早速、鑑定作業に入る、結果は上質な重曹であった、不純物も少なく食用も可能、素晴らしい発見である、


「これだよ、これがあれば」


タロウは得意の収納魔法を展開し小麦粉を取り出すと、重曹と塩を溶かした液体で麺を練った、そして一晩寝かせる、


「やっと、やっと、ラーメンが喰える、ラーメンが喰える」


その晩、崖の下にテントを張ったタロウは輝く星々を眺めながらラーメンの味を夢想するのであった。


翌日、早朝からお湯を沸かす、限界であった、ラーメンへの渇望は限界であったのだ、ボコボコと沸き上がるお湯を見詰め、収納魔法を展開し作り置いていたスープ類、具材類を取り出した。

そして麺を裁断する、ギュッと揉み込みちぢれ麺にした、俺の塩豚骨ラーメンにはちぢれ麺だ、ラーメンと言えばちぢれていなければ。


具も考えていたのだずっと、この重曹を見付けるまでに、長かった、この異世界で最高のラーメンの具を、それはやはり肉である、それも上質の天然の猪肉、その肩ロース、醤油は無い為に塩で下味を付けワインと生姜で煮込んだ、そしてそれを贅沢に分厚く切る、そして焙る、さらにゆで卵だ、これも半熟でなければならない、そして味付け卵でなければならない、ここにも醤油が無いのが悔やまれる、がしかし、俺特性の塩豚骨スープで煮込んだ、きっと合う筈。


落ち着こう、まずは作り置いた塩豚骨スープを仕立てる、温めた木製の椀に特性スープを並々と注いだ、そして麺を茹でる、タップリのお湯の中で麺が舞い踊る、じっと見詰めてここだと気合を入れて麺を上げた、チャッキとお湯を切り素早くスープに潜らせる、さっと麺を整え、煮込み肉、半熟味付け玉子を添える、出来た、出来たのだ。
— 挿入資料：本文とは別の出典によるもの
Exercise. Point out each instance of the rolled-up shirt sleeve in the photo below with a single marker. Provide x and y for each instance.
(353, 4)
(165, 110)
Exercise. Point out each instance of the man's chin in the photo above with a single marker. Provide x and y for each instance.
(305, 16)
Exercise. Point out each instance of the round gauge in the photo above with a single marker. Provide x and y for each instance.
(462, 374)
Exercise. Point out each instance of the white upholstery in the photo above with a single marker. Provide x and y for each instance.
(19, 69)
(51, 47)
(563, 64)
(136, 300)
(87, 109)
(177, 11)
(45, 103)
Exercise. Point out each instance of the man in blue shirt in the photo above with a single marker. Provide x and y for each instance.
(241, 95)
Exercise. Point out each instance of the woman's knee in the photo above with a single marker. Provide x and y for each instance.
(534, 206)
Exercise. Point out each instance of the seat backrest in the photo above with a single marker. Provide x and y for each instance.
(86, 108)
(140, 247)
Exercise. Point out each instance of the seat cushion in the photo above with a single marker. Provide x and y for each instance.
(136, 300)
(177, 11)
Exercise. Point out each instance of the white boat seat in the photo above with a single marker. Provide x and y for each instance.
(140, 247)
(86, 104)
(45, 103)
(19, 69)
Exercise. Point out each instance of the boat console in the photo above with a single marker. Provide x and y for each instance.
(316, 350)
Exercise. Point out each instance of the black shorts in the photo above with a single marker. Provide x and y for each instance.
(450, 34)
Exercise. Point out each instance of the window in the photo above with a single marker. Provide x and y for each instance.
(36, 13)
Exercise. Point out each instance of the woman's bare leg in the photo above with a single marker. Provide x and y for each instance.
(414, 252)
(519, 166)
タロウは箸を構える、麺を掬いあげ、啜った、2度3度咀嚼する・・・、


「美味い、これだ、ラーメンだぁー」


やっとこの渇望を埋める事のできる料理を口に出来た、心からの思いは叫びとはならずただ静かにタロウの口から押し出されるように周囲を震わせた。


そしてタロウは貪り喰った、早朝の爽やかな大気の中、巨大な崖を背にして、野性の生物達が不安気にタロウを警戒する中、タロウは喰い続けた、そして椀に口を付け大きくあおる、完食した、スープも残さず。


「美味かった、美味いラーメンだった」


タロウは大きく息を吐く、


「うむ、タロウ特製塩豚骨ラーメン、重曹バージョン完成だな」


タロウは満足して大きく頷く、身体の中にかつてないほどのエネルギーがのたうっている、幸せだ、この手足の先まで満たされた暖かい感覚こそが幸せというものなのか、


「げふぅ」


誰に遠慮する事も無く巨大なゲップを鳴らした、しかし、その瞬間、タロウは新たな疼きに気付いた、それは小さく小刻みに揺れている、これは何だ?タロウは目を瞑る、自身に語りかけた、そうかまだ足りていないのか、


「次は、やはりかん水バージョンだな、それと醤油だ、さらに、味噌もか、海苔、シナチク、ほうれん草、スイートコーン、もやし・・・」


タロウは満面の笑顔を浮かべる、晴れ晴れとした中にさらなる野望を秘めた優しくも恐ろしい笑顔であった。


そしてタロウは立ち上がった、新たなラーメンを求めて。